No disaster plan is complete until library employees are familiar with it and prepared to carry out its guidelines and instructions. Orientation and training can be conducted through tabletop exercises, which include realistic disaster scenarios followed by tasks for library personnel who could be involved in response measures and operational resumption. Tabletop exercises are brief, and are intended to lead participants to useful conclusions about their library’s level of preparedness for disasters and their ability to resume operations after different kinds of events. Scenarios should be based on a library’s risk profile. All levels of staff should participate in exercises, and should be encouraged to contribute to them with comments and observations, which in turn can lead to the updating and enhancement of disaster plans.
Both in-house and external planners have to push library managers to read plans carefully and to make arrangements for staff members to test different components. In some libraries, it’s hard enough to get people to participate in simple fire drills, even when government regulations stipulate them. It can be even more difficult to get employees to test disaster plans, which can be more complicated. That’s why many planners recommend tabletop exercises to inform employees about their library’s disaster plan, and to test the plan.
They’re no more than 15 minutes. Sometimes only a few library staff members are able to attend, and that’s fine. I present the scenario, which could involve anything from a terrorist attack to a burst pipe in the washroom. Everyone in our library knows our disaster plan, and when they participate in coffee exercises they describe the best courses of action during and after the event. I’m always impressed by the intensity of our exercises, and the ways in which our people use the library’s disaster plan. It’s not perfect, and we discover weaknesses quite often – almost always through coffee exercises and the perspectives that they offer us.

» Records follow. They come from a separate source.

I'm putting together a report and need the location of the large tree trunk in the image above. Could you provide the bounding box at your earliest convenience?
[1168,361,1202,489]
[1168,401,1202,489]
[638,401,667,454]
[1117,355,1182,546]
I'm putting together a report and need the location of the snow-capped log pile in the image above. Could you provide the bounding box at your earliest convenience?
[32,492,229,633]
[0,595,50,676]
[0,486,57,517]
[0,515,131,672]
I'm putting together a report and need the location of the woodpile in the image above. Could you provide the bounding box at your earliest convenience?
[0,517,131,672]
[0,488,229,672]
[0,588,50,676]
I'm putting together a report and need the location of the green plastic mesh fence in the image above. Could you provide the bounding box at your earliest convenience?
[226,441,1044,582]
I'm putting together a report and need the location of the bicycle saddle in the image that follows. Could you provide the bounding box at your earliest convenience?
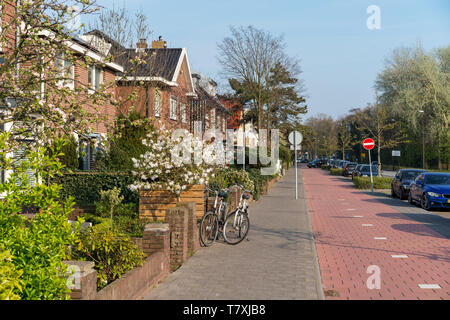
[219,191,228,199]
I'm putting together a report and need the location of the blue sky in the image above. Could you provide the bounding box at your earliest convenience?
[84,0,450,118]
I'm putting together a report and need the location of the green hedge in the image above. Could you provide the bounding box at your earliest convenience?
[353,177,392,189]
[330,168,344,176]
[247,168,275,200]
[54,172,139,205]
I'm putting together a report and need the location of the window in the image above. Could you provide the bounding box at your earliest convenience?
[88,66,103,90]
[169,97,177,120]
[155,90,161,117]
[180,103,187,123]
[211,108,216,129]
[55,54,75,88]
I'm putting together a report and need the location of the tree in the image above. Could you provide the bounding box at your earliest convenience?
[376,44,450,169]
[218,26,298,129]
[350,104,407,177]
[0,0,116,156]
[337,119,356,160]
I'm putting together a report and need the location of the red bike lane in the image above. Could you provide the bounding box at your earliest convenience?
[301,168,450,300]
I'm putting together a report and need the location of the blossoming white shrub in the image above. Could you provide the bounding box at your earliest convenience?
[129,127,221,196]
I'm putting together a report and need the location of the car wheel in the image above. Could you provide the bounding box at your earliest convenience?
[399,188,405,200]
[391,186,395,198]
[408,192,414,204]
[420,195,430,211]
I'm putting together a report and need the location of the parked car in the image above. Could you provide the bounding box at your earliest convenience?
[391,169,426,200]
[307,159,319,168]
[342,162,358,177]
[356,164,378,177]
[408,172,450,210]
[351,164,363,180]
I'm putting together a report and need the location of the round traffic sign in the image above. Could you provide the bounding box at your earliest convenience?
[363,138,375,150]
[289,131,303,145]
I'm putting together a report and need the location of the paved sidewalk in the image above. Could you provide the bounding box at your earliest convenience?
[302,168,450,300]
[143,169,323,300]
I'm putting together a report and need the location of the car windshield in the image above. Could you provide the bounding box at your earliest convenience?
[425,174,450,185]
[402,171,422,180]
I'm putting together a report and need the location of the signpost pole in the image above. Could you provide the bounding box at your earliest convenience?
[369,150,373,193]
[294,134,298,200]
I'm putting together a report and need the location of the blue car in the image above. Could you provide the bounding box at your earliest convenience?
[408,172,450,210]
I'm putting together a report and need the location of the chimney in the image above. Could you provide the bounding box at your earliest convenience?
[152,36,167,49]
[136,39,148,52]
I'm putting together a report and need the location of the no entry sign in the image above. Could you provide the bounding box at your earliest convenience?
[363,138,375,150]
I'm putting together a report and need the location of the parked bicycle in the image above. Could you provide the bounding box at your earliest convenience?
[222,185,253,245]
[200,188,228,247]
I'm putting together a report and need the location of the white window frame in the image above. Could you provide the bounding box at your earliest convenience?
[154,90,162,117]
[169,97,178,120]
[55,54,75,89]
[211,108,216,129]
[88,65,104,91]
[180,103,187,123]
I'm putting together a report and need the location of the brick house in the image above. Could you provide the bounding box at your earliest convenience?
[0,5,123,175]
[191,73,231,139]
[109,39,197,130]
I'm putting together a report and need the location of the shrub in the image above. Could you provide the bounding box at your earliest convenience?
[98,111,154,171]
[53,172,139,205]
[0,138,76,300]
[209,168,255,190]
[72,225,145,289]
[330,168,344,176]
[92,203,151,237]
[0,244,22,300]
[247,168,275,200]
[353,177,392,189]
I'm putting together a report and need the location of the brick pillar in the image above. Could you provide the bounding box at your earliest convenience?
[230,186,241,212]
[177,202,200,257]
[142,223,170,256]
[63,261,97,300]
[165,207,189,270]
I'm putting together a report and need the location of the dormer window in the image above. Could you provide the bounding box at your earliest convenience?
[55,54,75,89]
[88,66,103,90]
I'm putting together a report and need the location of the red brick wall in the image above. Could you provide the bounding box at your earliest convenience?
[116,54,191,130]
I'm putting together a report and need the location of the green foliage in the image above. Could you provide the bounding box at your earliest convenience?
[0,133,77,300]
[330,168,344,176]
[279,145,292,169]
[96,187,123,229]
[353,177,392,190]
[247,168,275,200]
[209,168,255,190]
[72,225,145,289]
[54,172,139,205]
[98,111,154,171]
[94,203,150,237]
[0,244,22,300]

‘You can hold tabletop exercises not only after a local disaster, but also after any disaster that merits a global focus’, says an emergency services coordinator in Ottawa. For example, Asian earthquakes often capture worldwide public attention, and people are more interested in finding ways to protect themselves, even if they do not live in seismic zones. That can be a good time to offer a tabletop exercise to employees in any library. You can tell them that you want to make sure that your plans are up to date and ready for activation, and chances are that employees will be eager to participate. They might not be as enthusiastic during times when things are relatively calm, and the media cover matters unrelated to disasters. The point is that you should take advantage of unfortunate events when they happen elsewhere, to prepare your library when something bad happens locally. That’s not cynical. That’s being practical and realistic.
Our school and my library had one exercise for hurricanes. It had been put together in the 1960s, and while parts of it were still relevant, it did not address the more important aspects of safety and recovery. And then 9/11 and Hurricane Katrina hit, and libraries in the southern US recognized the need for better planning, which involves a lot more training and practical exercises.
We talk a lot about Katrina and 9/11, and the Fukushima Daiichi nuclear disaster. But we need to prepare for things that are much more likely to happen, smaller disasters that strike libraries every day. That’s why the people in my library spend even more time talking about ruptured pipes and minor power failures than the really big disasters. I believe that we need to prepare for the broad spectrum of events, and the best way to do that is to conduct regular exercises with a variety of different scenarios.